Piaron, se amaron, cantaron —¡Jubilosos!— desde sus pechitos que se henchían como si, de aquel canto dependiera el orden mundial y la vida de los arroyos. Como si en aquel pechito ínfimo de cigüita trashumante, se purificara el aire del planeta con su canto, como si fuera, lo que querían expresar con su trino, la noticia más importante del universo.
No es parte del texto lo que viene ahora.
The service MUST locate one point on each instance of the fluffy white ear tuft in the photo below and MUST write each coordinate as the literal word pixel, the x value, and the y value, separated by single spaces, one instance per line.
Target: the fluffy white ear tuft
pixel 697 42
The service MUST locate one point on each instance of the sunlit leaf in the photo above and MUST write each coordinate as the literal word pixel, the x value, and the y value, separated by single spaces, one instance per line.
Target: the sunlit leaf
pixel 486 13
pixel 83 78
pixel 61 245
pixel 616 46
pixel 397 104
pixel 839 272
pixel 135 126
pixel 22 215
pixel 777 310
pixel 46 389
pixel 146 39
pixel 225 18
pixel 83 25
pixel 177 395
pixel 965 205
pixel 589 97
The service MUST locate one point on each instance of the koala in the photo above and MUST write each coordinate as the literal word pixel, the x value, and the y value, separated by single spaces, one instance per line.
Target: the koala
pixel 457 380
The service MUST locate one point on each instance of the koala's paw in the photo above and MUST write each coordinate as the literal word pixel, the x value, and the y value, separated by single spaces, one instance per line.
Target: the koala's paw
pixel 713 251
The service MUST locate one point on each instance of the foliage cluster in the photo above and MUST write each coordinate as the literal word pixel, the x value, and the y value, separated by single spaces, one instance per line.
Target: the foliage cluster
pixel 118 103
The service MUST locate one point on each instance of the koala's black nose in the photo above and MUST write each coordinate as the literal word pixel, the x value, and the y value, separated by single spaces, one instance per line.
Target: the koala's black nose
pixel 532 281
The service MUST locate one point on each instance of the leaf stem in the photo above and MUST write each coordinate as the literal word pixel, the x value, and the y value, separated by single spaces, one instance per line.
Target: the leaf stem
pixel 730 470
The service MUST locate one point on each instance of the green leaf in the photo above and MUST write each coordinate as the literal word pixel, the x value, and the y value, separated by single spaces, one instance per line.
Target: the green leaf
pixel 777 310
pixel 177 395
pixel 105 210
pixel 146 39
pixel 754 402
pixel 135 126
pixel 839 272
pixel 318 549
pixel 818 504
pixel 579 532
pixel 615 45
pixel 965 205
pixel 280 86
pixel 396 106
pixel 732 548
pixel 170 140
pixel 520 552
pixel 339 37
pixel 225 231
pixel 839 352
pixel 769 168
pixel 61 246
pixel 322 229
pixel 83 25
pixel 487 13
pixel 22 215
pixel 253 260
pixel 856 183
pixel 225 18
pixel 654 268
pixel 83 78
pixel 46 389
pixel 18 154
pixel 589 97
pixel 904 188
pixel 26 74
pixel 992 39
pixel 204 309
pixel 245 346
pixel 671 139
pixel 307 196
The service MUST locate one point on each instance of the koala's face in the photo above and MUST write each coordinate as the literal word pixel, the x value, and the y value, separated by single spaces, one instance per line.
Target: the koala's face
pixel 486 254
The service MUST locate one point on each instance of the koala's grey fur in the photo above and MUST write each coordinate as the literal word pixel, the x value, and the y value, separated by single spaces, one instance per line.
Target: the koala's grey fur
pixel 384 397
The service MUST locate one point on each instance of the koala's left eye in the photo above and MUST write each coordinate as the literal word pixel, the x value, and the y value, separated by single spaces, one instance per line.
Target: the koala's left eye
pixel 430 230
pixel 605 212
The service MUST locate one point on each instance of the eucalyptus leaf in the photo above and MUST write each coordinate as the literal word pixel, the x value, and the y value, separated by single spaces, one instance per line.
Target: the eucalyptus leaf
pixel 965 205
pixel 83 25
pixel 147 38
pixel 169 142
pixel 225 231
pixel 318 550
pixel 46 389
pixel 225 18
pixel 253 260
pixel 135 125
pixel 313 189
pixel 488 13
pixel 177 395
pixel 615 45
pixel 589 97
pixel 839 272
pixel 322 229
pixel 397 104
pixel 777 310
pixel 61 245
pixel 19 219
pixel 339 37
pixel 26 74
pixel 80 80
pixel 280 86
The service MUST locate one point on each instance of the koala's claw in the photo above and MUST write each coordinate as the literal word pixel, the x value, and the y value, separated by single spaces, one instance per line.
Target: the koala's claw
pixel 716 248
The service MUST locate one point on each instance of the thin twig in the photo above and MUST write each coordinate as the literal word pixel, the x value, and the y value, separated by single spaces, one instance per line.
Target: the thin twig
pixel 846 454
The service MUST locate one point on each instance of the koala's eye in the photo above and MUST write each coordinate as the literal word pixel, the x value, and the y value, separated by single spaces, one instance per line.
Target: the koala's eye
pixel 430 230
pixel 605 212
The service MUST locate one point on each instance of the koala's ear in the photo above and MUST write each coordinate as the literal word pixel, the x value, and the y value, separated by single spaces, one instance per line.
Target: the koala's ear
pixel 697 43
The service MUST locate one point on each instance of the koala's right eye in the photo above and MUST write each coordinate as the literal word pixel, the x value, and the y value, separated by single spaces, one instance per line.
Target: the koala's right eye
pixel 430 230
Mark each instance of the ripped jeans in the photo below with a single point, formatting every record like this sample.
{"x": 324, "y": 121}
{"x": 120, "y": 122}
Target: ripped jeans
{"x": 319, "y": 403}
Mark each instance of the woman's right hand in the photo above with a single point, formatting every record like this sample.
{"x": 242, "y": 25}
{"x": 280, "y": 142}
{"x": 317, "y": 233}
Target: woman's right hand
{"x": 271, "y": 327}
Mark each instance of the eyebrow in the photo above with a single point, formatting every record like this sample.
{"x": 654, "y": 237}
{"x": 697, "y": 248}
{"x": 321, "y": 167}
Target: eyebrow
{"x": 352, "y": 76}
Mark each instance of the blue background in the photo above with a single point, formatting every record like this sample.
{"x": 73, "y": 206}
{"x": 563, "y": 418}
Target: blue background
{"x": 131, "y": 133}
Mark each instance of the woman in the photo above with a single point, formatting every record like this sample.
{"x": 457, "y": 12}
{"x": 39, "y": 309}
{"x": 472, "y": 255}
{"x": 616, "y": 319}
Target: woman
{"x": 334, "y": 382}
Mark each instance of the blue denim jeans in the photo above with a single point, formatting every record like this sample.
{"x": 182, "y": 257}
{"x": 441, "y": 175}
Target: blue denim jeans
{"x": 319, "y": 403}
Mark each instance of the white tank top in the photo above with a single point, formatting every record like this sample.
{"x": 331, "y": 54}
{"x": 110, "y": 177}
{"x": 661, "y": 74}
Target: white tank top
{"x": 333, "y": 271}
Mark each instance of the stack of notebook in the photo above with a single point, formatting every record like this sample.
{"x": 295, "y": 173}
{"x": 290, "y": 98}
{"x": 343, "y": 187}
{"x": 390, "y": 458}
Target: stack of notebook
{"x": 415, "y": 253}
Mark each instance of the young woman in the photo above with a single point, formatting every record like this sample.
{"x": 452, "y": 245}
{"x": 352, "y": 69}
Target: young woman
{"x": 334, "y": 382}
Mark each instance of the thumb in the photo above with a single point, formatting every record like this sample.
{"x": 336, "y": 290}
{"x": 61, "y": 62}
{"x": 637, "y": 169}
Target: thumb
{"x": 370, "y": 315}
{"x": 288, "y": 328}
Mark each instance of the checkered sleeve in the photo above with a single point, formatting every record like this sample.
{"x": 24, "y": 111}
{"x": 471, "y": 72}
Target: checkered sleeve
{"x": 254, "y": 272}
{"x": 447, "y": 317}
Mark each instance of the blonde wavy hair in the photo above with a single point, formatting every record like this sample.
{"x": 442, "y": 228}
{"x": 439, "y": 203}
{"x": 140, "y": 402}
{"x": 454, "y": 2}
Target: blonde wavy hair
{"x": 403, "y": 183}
Como si en aquella brevedad con alas de su amor, estuvieran construyendo el palacio más fastuoso.
 
Inmediatamente fueron adoptados, por mi mamá y mis hermanas, como aves oficiales de la casa —ya tú ves; cualquier pájaro llega de fuera y desplaza a uno—. Todas se hicieron protectoras de aquella fe, tejida de ramitas, que flotaba peligrosamente cuando el ventarrón azotaba la mata de orégano.
 
En las mañanas, cuando las manos de mi madre llegaban al patio a impartirle el orden y la vida a sus plantas, dejaban, a la vista de sus protegidos, algún puñito de alpiste o de maíz casqueado, que los inquilinos de la mata de orégano aceptaban gustosamente, llegando a entrar al comedor de mi casa cuando mi mamá se tardaba— por supuesto si Nikita, la gata loca, no andaba cerca—.
 
Un nido es un proyecto maravilloso, una inversión de fe y un esfuerzo que hace que el mundo marche como debiera. He tenido amigos construyendo su nido, lo he observado, los he protegido, los he bendecido, los he tapado, he sido una sombra protectora, y les he dejado los méritos y los créditos de su triunfo.
 
Igual que ellos han hecho cuando he construido mi nido: protegerme, amarme, allanarme el camino y hacer de todo para que no me dé cuenta de que están ahí, como presencias benefactoras de mi vida, cuando pregone “apechao” de la emoción, la maravilla que estoy viviendo.
 
El nido de la mata de orégano siguió su proceso natural y en unos días aparecieron debajo cascarones, y se percibía un ligero temblor entre las ramitas verdes y perfumadas del orégano.
 
Un día un pichoncito, feo y desplumado, cayo del nido en ausencia de sus padres, y corrimos todos antes que Nikita lo alcanzara.
 
Volvimos a colocarlo en el nido y la vida nuevamente —con un poco de ayuda de nuestra parte— siguió su curso normal.
 
Este domingo me desperté temprano entre risas, de mi madre y mi sobrinita, y trinos nuevos. Cuando baje el nido estaba vacío. Dos pichones —con las patas desgarbadas de todos los adolescentes—estaban sentados en las ramitas de orégano observando el mundo: miraban con ojos muy serios aquel regalo, aquella mañana luminosa de domingo, con aquella brisa moderada, maravillosa para estrenar alas nuevas, y de pronto ¡zas! —voló uno perdiéndose en el azul de la mañana— el otro lanzó una última mirada a aquella casita de humildes ramitas, a aquella cosita inconcebible donde se gesto aquel milagro de su vida, cantó con su pechito henchido de melodías mágicas y se lanzó por primera vez a estrenar el cielo.
 
La vida es bonita, la naturaleza es sublime... hasta una nueva entrega de Cuadernos de Ecoportal.